Even at sixteen, I was still naive enough to think that I knew Aileen at all.

It gutted me that I couldn’t just see her every day like I had when she lived at my house. What made it even worse was the secrecy she forced on our relationship once more. It was only at school when I was allowed to show her affection—thankfully, her father allowed her to stay in school and not go back to being homeschooled, as she had been before being fostered by my parents.

But even that wasn’t enough.

Nothing was enough when it came to Aileen. I wanted everything. I wanted her to submit herself entirely to me.

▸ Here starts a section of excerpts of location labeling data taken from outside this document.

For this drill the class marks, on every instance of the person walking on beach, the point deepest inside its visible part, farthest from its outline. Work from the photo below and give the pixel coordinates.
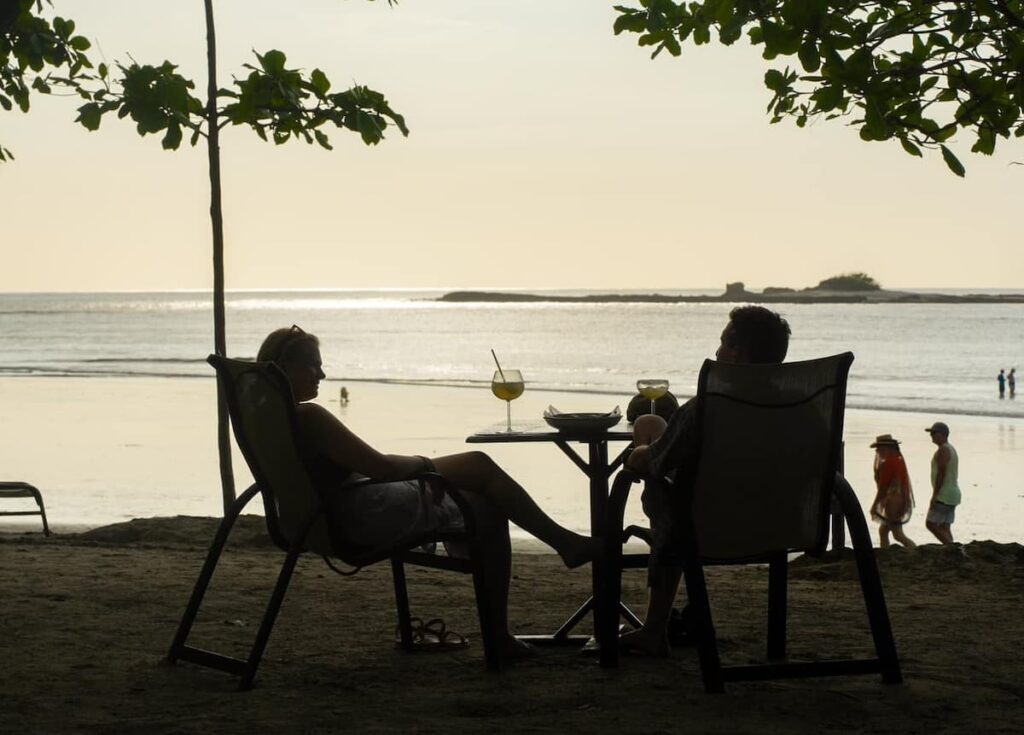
(753, 335)
(893, 503)
(945, 487)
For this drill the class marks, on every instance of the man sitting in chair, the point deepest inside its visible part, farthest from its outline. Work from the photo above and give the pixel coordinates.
(754, 335)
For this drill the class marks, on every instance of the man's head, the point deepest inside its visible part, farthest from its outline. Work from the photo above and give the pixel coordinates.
(754, 335)
(939, 432)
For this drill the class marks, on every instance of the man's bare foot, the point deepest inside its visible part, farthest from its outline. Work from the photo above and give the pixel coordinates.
(583, 550)
(517, 650)
(645, 643)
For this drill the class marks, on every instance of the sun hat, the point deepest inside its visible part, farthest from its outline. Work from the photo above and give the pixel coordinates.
(885, 440)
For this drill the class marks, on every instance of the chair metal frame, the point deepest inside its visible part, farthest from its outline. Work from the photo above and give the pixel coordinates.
(715, 675)
(24, 489)
(408, 553)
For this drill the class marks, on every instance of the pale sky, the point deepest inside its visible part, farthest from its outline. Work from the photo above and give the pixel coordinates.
(545, 153)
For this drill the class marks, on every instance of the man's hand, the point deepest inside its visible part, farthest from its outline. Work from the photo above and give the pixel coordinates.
(639, 460)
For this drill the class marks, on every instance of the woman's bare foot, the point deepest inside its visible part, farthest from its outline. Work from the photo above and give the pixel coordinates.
(645, 642)
(517, 650)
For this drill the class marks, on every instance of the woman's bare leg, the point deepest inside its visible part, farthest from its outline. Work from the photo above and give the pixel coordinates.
(476, 474)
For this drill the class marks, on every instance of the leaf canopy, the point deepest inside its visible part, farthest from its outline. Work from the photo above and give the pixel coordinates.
(916, 72)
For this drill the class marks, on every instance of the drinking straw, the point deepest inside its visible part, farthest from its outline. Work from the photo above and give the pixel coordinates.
(500, 371)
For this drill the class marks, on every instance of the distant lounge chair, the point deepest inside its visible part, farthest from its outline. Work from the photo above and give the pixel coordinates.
(262, 412)
(770, 442)
(24, 489)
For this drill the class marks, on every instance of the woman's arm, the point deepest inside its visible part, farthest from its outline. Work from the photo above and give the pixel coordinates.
(322, 431)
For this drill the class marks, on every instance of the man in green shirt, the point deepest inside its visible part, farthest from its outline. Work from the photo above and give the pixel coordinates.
(945, 489)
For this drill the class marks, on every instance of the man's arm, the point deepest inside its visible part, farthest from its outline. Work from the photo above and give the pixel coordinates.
(941, 462)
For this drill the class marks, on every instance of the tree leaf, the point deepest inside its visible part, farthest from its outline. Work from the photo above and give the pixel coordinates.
(89, 116)
(320, 81)
(952, 162)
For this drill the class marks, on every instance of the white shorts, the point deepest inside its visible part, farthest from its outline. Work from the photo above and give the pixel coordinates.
(384, 515)
(941, 514)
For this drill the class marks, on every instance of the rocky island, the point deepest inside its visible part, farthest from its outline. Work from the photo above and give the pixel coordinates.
(844, 289)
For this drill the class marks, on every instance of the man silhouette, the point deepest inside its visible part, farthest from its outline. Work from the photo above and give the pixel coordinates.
(754, 335)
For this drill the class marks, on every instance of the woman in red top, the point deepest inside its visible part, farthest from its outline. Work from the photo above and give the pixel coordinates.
(894, 501)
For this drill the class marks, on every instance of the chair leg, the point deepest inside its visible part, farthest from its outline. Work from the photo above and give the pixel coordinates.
(606, 608)
(696, 592)
(777, 591)
(42, 510)
(401, 603)
(492, 644)
(206, 573)
(272, 608)
(870, 582)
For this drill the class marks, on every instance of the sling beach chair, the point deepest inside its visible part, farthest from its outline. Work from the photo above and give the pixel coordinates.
(761, 489)
(24, 489)
(262, 415)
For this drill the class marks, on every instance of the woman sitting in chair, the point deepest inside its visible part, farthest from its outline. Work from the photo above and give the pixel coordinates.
(382, 515)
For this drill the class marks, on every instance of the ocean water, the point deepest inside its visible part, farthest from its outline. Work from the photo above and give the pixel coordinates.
(939, 358)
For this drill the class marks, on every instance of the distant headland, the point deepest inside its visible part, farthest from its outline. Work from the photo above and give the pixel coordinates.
(844, 289)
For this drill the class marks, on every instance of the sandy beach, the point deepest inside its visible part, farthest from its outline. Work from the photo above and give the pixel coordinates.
(109, 449)
(88, 618)
(89, 612)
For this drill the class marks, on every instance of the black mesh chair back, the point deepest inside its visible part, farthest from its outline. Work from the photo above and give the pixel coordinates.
(770, 441)
(262, 411)
(761, 487)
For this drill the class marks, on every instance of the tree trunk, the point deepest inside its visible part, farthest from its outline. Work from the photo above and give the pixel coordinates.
(217, 222)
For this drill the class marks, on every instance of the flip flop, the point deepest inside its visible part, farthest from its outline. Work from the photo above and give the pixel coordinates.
(436, 637)
(432, 636)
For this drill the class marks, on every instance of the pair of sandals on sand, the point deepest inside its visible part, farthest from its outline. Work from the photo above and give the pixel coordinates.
(432, 636)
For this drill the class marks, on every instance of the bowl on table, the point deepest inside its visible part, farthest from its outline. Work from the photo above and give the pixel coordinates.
(582, 423)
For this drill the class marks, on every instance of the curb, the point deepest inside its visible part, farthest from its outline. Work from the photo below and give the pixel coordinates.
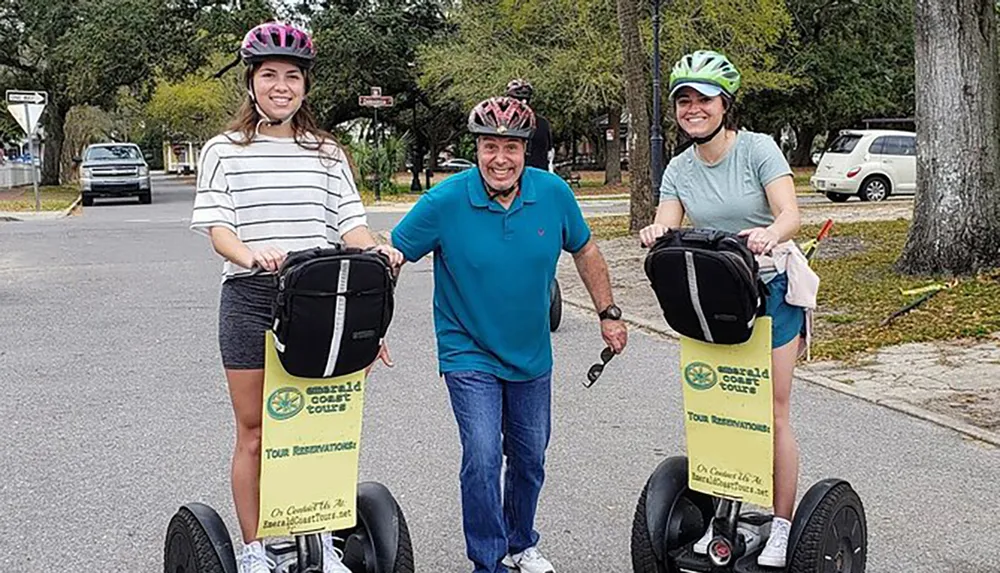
(968, 430)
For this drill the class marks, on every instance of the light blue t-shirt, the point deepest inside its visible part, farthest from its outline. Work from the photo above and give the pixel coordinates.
(729, 195)
(493, 268)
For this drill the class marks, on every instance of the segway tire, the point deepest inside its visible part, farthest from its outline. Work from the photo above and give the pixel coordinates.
(667, 517)
(380, 541)
(829, 530)
(198, 542)
(555, 305)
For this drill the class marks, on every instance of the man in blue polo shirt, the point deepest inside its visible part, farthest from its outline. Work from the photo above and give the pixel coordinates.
(496, 233)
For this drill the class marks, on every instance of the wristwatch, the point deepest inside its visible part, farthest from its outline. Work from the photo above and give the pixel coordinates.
(611, 313)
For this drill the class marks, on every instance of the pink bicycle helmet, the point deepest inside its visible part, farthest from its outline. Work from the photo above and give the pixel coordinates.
(277, 40)
(502, 117)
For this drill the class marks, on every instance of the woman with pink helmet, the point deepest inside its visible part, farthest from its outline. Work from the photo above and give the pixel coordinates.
(274, 182)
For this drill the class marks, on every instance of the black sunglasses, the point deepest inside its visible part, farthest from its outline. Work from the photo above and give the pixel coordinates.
(595, 371)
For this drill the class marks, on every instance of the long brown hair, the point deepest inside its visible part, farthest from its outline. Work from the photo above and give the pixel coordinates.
(307, 133)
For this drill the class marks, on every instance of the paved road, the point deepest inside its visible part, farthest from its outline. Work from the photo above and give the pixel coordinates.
(115, 412)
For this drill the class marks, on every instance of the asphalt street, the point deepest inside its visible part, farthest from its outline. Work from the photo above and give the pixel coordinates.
(115, 412)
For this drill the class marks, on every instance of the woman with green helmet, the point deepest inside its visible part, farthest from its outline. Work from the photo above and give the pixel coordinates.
(738, 181)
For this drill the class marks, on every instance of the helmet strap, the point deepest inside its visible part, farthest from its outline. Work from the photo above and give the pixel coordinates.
(266, 119)
(709, 137)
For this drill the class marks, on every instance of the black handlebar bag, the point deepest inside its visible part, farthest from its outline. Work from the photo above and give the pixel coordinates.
(333, 308)
(707, 283)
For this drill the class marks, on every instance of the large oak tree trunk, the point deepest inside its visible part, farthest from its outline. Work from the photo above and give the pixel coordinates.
(636, 100)
(956, 218)
(54, 121)
(613, 155)
(802, 154)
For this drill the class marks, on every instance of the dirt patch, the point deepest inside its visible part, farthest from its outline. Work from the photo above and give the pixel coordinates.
(980, 408)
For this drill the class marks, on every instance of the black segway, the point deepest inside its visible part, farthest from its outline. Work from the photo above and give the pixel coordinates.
(197, 539)
(829, 532)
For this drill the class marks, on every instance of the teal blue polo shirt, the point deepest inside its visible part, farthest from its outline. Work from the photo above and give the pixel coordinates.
(492, 269)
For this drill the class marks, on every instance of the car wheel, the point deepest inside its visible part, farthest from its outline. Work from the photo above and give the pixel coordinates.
(875, 188)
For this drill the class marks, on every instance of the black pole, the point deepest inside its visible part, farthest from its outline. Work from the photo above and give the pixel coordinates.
(656, 136)
(415, 184)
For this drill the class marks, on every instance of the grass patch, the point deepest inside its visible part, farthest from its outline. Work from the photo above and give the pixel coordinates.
(52, 198)
(865, 286)
(860, 288)
(603, 228)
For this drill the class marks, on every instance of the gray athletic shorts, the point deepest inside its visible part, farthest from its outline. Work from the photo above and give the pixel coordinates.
(245, 314)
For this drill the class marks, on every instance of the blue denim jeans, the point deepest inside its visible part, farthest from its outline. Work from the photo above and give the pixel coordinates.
(496, 419)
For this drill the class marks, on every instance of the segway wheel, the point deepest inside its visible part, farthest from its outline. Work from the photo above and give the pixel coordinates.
(555, 305)
(380, 541)
(197, 543)
(833, 536)
(668, 516)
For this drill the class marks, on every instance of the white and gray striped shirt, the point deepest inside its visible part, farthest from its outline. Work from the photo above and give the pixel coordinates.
(274, 192)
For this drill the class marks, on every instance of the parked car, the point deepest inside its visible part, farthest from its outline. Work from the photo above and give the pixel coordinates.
(114, 170)
(456, 164)
(872, 164)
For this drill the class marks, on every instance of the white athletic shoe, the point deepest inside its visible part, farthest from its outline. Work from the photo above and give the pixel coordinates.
(777, 544)
(528, 561)
(253, 559)
(333, 558)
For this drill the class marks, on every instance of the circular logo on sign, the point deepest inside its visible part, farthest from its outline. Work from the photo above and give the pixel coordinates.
(700, 376)
(284, 403)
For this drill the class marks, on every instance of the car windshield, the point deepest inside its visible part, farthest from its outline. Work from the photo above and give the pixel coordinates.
(844, 144)
(112, 153)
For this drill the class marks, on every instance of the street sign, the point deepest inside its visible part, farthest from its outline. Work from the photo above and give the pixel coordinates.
(26, 107)
(376, 99)
(19, 96)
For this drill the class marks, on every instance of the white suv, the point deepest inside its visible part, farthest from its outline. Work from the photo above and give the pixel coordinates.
(871, 164)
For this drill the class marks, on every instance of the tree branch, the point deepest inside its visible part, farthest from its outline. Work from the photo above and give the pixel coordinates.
(10, 62)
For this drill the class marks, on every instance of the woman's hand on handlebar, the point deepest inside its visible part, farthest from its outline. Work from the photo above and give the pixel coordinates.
(650, 233)
(268, 258)
(760, 240)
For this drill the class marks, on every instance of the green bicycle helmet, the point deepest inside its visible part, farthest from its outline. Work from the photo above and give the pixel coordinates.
(711, 73)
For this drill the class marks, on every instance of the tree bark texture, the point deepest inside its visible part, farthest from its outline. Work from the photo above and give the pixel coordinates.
(956, 218)
(636, 100)
(613, 155)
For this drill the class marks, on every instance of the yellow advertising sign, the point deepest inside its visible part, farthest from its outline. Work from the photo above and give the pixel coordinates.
(309, 450)
(728, 416)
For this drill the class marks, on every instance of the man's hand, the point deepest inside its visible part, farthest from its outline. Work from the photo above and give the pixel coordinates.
(650, 233)
(383, 354)
(615, 334)
(396, 258)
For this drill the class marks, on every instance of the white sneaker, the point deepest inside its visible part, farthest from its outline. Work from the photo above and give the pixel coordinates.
(528, 561)
(253, 559)
(333, 558)
(701, 547)
(777, 544)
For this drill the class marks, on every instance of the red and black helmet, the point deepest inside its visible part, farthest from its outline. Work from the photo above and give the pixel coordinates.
(502, 117)
(278, 40)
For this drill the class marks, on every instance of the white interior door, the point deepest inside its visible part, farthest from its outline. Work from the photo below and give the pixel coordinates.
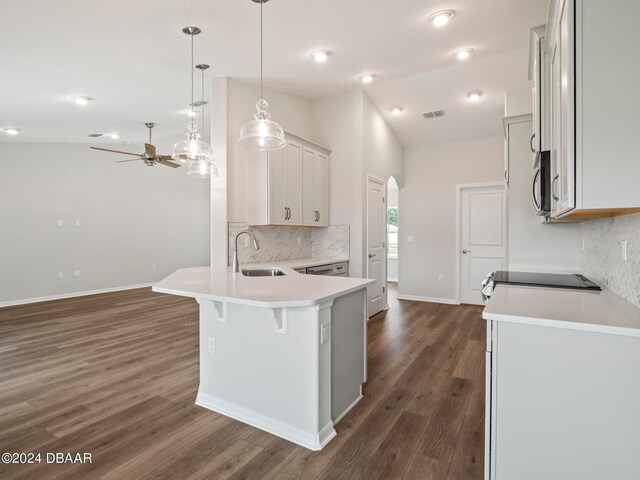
(483, 237)
(376, 231)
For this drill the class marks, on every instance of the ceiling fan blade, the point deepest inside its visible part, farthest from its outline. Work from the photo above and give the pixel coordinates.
(150, 150)
(168, 163)
(115, 151)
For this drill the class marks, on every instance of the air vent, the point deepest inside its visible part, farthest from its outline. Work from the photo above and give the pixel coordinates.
(433, 114)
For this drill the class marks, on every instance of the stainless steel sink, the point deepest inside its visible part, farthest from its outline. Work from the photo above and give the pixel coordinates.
(262, 272)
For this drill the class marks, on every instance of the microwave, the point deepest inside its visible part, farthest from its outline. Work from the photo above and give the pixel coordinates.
(541, 184)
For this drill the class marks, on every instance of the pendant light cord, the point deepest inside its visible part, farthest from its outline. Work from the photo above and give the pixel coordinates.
(261, 49)
(192, 78)
(202, 106)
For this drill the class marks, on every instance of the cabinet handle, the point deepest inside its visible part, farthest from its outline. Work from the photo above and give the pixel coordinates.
(531, 143)
(534, 198)
(553, 188)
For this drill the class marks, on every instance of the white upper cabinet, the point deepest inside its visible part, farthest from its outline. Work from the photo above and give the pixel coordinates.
(290, 186)
(315, 174)
(589, 61)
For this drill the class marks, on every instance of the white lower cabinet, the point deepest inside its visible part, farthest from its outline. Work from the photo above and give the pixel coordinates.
(290, 186)
(562, 404)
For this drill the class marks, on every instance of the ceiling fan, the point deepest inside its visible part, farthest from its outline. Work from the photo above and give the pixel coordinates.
(149, 156)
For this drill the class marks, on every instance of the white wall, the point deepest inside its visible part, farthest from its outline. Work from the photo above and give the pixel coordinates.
(337, 123)
(131, 217)
(291, 112)
(428, 202)
(518, 102)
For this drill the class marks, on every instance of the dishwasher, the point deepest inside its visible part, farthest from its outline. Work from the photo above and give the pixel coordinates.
(333, 269)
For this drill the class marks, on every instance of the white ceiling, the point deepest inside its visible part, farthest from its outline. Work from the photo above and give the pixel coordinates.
(132, 57)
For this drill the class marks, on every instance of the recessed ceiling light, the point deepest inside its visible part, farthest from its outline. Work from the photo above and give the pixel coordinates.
(81, 99)
(367, 77)
(474, 95)
(441, 18)
(320, 56)
(463, 53)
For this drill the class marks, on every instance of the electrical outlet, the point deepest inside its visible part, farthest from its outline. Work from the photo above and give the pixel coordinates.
(324, 333)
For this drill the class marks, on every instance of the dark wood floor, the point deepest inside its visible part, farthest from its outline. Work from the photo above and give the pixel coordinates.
(116, 375)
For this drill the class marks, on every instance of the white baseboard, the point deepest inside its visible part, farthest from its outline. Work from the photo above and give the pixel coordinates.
(312, 441)
(418, 298)
(348, 409)
(60, 296)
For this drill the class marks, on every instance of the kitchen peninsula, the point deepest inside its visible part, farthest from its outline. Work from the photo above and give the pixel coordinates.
(284, 352)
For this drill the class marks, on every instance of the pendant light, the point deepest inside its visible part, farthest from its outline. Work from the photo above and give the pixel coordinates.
(202, 168)
(191, 149)
(261, 133)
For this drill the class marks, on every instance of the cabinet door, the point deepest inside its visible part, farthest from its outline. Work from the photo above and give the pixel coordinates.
(277, 190)
(567, 171)
(321, 189)
(308, 180)
(563, 175)
(293, 188)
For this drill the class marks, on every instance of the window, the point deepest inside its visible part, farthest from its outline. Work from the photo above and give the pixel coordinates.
(392, 232)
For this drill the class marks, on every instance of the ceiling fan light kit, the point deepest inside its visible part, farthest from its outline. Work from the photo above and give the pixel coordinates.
(192, 149)
(261, 133)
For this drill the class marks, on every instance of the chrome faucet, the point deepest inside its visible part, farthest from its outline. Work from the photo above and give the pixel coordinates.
(236, 265)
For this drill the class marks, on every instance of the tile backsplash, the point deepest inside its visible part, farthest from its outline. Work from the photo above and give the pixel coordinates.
(602, 255)
(289, 243)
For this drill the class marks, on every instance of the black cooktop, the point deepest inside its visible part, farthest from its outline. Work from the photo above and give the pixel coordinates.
(553, 280)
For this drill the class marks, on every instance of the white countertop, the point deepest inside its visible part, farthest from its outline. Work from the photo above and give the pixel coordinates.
(299, 263)
(592, 311)
(291, 290)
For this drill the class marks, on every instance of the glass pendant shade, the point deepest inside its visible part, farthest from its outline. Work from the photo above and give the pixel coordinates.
(261, 133)
(202, 169)
(191, 149)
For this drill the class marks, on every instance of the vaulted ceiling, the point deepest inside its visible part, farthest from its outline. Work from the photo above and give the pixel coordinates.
(133, 58)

Because that’s what I did. I was hers. Completely, utterly hers.

And I couldn’t help but feel like she wasn’t mine. No matter how much I tried.

It became more and more obvious when we had sex. When we first started screwing around, I knew we both felt the same. We both felt pleasure. We enjoyed it equally.

But once she returned to her father, things started going awry in that regard.

Suddenly, every time we had sex, she stared at me and faked her orgasms.

She’d never faked them before.

I knew Aileen’s body. I knew what it felt like when she truly came. But suddenly, she wasn’t feeling it. In fact, it almost seemed like she wasboredevery time we did it.

And that hurt.

It hurt so fucking much.

So one time, when I sneaked into the shed, I decided it was time to find out what the hell was going on. Because I wanted her to be the Aileen I knew, who enjoyed my body as much as I did hers, who didn’t feel like she had to fake her orgasms to make me feel good or something.

Little did I know that day would be my ruin.

Because the moment I went in, she didn’t even say hi; she wrapped her arms around me and kissed me long, deep, and wet.

Since I was in love with the girl, all I could do was respond in kind. I was desperate to feel wanted and needed by her, and so I let her do whatever she wanted to me.

The moment we were on the short mattress in the shed, stopping our kiss to catch a breath, I said, “Tell me what you want.”